People living in nursing homes usually have a trust fund, which works like a bank account, but employees handle them.
These accounts can be used for anything from dinner to shopping.
"Whether is cash, whether it is personal needs in their daily care, it is a big deal for Bridgewater. We do make that a priority," said Jeff Lambert, who works at Bridgewater Retirement Community, which operates as both a nursing home and an independent living facility.
Lambert's priority is to keep a close eye on the accounts of people living at Bridgewater Retirement Community, however, before he can look at the books, a clerk makes sure account holders sign a sheet to confirm they asked for money.
"Again, it's having more than one set of eyes in the trust funds. The more eyes that are on it, the less chance for misappropriations," said Lambert.
A USA Today report found inspectors issued more than 1,500 citations to nursing homes nationwide for mishandling trust funds and in some cases, patients lost up to $100,000.
"The key is not putting a person in that position where they can do it to begin with. I will tell you the unfortunate thing is there are crooked people out there," said Lambert.
The Department of Health said they do have inspectors, but most of them focus on quality of care, not money.
Del. Ben Cline, though, said inspectors do check trust funds quarterly.
"We don't have enough resources to cover all the nursing homes in Virginia all the time, so we need to advocate for increase resources to track down those who are abusing the elderly in our communities," said Cline.

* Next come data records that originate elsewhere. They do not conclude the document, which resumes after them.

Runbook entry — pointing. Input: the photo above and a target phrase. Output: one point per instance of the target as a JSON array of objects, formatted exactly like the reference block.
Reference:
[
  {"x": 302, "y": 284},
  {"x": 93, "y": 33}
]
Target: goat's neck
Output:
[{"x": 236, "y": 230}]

Lambert said they get audited every two years because they deal with Medicaid.
He also releases monthly bank statements to account holders.
Lambert said he double checks trust funds every month and said more mishandling can occur, if there are not enough employees.
"If you have a few numbers of folks working in a business office, for example, it's harder to have that segregation of duty and that extra oversight," said Lambert.
Cline said he would like to see nursing homes release the guidelines they have for their trust funds, that way the process can be more transparent and they can be held accountable.
Cline also said that in Virginia it's now considered a felony to exploit of incapacitated elderly and others.